Convergence with CO2 emissions target in 3 scenarios

6 Conclusions

This paper presents a system dynamics assessment of the renewable integration within the isolated island electricity system of São Miguel. Key components of the model highlight the cost reduction due to local learning from renewables and the type of renewable policy employed. Results and evaluations are starting to suggest that a sharp focus on achieving an aggressive renewable integration policy may lead to a boom and bust cycle of planning with periods of too much capacity. As shown in the results, in the long run, the required renewable targets will be achieved eventually, even with less aggressive renewable policies. This implies that possibly the financial health of the system can be jeopardized due to higher investment costs needed over a short period of time. Island systems typically suffer from a weaker innovation landscape and from limited opportunities for learning-by-doing. These realities combined with the preliminary results reported here suggest that island systems policy-makers should consider adopting a carefully-paced approach and should probably avoid establishing a world-leading position in innovation. That said, the small scale of island systems can lend themselves to experimentation and world-class opportunities from learning-by-research [21]. All these initial ideas will be re-evaluated in the light of the more holistic work to come.

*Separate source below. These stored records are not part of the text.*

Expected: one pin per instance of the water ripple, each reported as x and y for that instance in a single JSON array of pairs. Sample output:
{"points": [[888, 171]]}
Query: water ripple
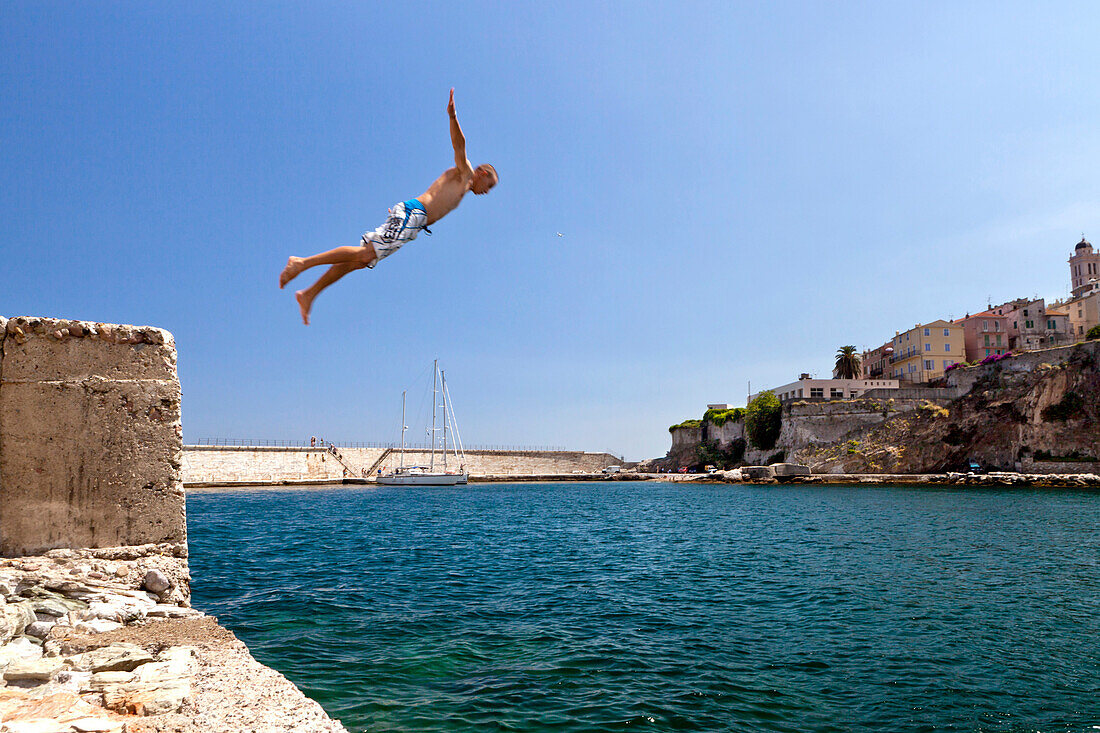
{"points": [[666, 608]]}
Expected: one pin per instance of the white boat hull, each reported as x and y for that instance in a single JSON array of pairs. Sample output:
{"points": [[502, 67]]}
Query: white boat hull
{"points": [[424, 480]]}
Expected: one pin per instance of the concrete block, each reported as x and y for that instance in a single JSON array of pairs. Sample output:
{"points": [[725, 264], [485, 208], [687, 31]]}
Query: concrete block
{"points": [[757, 472], [790, 469], [89, 437]]}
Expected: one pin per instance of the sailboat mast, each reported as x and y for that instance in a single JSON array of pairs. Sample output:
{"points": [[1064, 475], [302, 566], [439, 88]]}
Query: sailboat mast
{"points": [[404, 426], [435, 398], [442, 376]]}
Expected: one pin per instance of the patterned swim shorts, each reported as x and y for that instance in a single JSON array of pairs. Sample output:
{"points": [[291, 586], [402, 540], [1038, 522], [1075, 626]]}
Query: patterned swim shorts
{"points": [[405, 221]]}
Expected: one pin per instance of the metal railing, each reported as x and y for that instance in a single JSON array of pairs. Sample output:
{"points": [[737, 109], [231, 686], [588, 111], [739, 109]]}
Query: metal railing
{"points": [[250, 442]]}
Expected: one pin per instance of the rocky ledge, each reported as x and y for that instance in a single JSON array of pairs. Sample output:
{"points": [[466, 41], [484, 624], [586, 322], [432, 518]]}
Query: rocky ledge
{"points": [[102, 641]]}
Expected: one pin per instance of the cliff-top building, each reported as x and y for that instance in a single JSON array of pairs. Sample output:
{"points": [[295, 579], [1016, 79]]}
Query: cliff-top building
{"points": [[810, 389], [985, 334], [925, 351], [1084, 267], [1030, 325], [1084, 312]]}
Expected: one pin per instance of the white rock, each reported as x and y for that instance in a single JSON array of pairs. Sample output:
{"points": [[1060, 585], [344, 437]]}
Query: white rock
{"points": [[33, 725], [32, 669], [96, 626], [96, 725], [40, 628], [156, 581], [108, 680], [116, 657], [168, 611]]}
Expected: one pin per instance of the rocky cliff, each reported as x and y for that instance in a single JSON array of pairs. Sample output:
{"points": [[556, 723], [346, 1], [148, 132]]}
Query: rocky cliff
{"points": [[1037, 412], [1041, 407]]}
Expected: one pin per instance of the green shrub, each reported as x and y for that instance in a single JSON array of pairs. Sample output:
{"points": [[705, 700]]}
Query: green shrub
{"points": [[719, 417], [762, 420]]}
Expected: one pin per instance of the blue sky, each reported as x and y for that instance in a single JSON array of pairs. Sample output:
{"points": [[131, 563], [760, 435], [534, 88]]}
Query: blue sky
{"points": [[741, 187]]}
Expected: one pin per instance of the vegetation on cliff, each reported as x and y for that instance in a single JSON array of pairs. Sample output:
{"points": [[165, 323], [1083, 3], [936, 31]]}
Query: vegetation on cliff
{"points": [[1033, 412], [762, 420], [847, 363], [719, 417]]}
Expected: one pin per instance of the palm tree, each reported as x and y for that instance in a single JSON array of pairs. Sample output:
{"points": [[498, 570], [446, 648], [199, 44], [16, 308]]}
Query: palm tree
{"points": [[847, 363]]}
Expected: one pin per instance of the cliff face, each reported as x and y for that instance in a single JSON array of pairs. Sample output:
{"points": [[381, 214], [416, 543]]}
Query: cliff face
{"points": [[1024, 413], [1015, 412]]}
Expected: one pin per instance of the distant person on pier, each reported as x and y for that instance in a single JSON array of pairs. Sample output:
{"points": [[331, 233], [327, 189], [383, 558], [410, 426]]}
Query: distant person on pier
{"points": [[405, 221]]}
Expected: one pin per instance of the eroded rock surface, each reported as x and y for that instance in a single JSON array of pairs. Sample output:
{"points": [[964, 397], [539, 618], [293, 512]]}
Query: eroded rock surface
{"points": [[103, 641]]}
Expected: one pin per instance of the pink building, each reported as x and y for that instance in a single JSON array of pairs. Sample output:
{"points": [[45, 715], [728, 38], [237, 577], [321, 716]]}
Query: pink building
{"points": [[985, 334]]}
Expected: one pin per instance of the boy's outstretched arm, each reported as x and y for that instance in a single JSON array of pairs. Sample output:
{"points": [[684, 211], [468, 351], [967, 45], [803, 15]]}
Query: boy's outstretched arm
{"points": [[458, 140]]}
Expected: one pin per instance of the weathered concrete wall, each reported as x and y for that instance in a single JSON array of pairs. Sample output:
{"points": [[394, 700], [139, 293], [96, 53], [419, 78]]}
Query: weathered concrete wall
{"points": [[514, 462], [89, 436], [1029, 466], [221, 465], [231, 465], [822, 423]]}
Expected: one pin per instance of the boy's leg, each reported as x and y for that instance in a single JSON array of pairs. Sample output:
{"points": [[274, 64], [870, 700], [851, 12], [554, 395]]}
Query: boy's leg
{"points": [[364, 255], [339, 255]]}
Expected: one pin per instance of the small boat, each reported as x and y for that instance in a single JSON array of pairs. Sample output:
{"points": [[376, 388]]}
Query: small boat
{"points": [[429, 476]]}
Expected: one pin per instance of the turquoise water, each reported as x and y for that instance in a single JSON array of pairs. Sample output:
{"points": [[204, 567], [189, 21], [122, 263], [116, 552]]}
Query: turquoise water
{"points": [[650, 606]]}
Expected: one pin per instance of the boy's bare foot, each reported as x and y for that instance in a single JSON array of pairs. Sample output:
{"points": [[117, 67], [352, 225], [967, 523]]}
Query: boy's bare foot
{"points": [[305, 303], [292, 270]]}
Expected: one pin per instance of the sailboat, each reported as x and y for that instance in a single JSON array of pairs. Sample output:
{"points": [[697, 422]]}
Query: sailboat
{"points": [[429, 476]]}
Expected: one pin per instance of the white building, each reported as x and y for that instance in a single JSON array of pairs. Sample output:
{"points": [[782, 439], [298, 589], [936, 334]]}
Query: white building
{"points": [[811, 389]]}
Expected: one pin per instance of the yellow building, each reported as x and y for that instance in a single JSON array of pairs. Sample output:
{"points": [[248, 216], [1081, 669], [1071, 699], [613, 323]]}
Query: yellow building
{"points": [[1084, 313], [925, 351]]}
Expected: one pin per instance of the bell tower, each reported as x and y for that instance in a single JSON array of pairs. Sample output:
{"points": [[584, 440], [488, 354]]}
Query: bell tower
{"points": [[1084, 266]]}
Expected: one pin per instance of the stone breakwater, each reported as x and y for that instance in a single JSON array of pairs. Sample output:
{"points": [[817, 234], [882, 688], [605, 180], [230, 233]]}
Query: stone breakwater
{"points": [[766, 474], [102, 641], [96, 630]]}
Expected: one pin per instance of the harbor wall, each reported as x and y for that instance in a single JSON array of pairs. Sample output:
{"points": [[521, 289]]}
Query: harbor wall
{"points": [[89, 436], [220, 465], [260, 465], [514, 462]]}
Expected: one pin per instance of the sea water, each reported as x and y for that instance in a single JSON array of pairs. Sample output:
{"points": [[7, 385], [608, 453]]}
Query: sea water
{"points": [[650, 606]]}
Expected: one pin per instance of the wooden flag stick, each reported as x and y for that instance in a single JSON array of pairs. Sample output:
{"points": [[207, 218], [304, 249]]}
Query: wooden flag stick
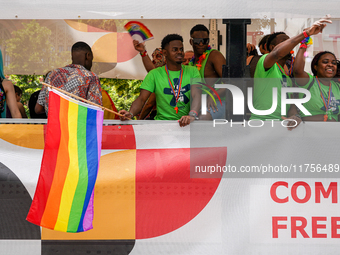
{"points": [[82, 99]]}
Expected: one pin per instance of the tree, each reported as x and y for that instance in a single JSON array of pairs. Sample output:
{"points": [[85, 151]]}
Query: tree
{"points": [[31, 51]]}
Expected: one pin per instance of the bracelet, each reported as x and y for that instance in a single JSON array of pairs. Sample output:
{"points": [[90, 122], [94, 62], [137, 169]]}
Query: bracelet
{"points": [[305, 34], [308, 41], [143, 54], [194, 112]]}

The insights distilled from the model show that there are benefits to be obtained from considering all of the key feedbacks including installation experience and the urgency of the renewable capacity targets as renewables are integrated. These seem to steer the long-term renewable investment outlooks and provide the gaps for the optimal generation mixes of the system. The model of the system uses many key variables such as demand forecast and electricity tariffs as exogenous inputs. Future work will include analysis of the demand forecast within the model with a view to modelling more aspects endogenously. Storage and renewable disaggregation will have a particular role to play in future work. We intend to consider shorter time-steps and in this way to model the daily/weekly short-term drivers of renewable dispatch within such island electricity systems. This will be based on the short-term availability and the relative cost of renewables compared to other electricity options within the island system. We further intend to include energy efficiency/demand side response and diurnal storage in our modelling.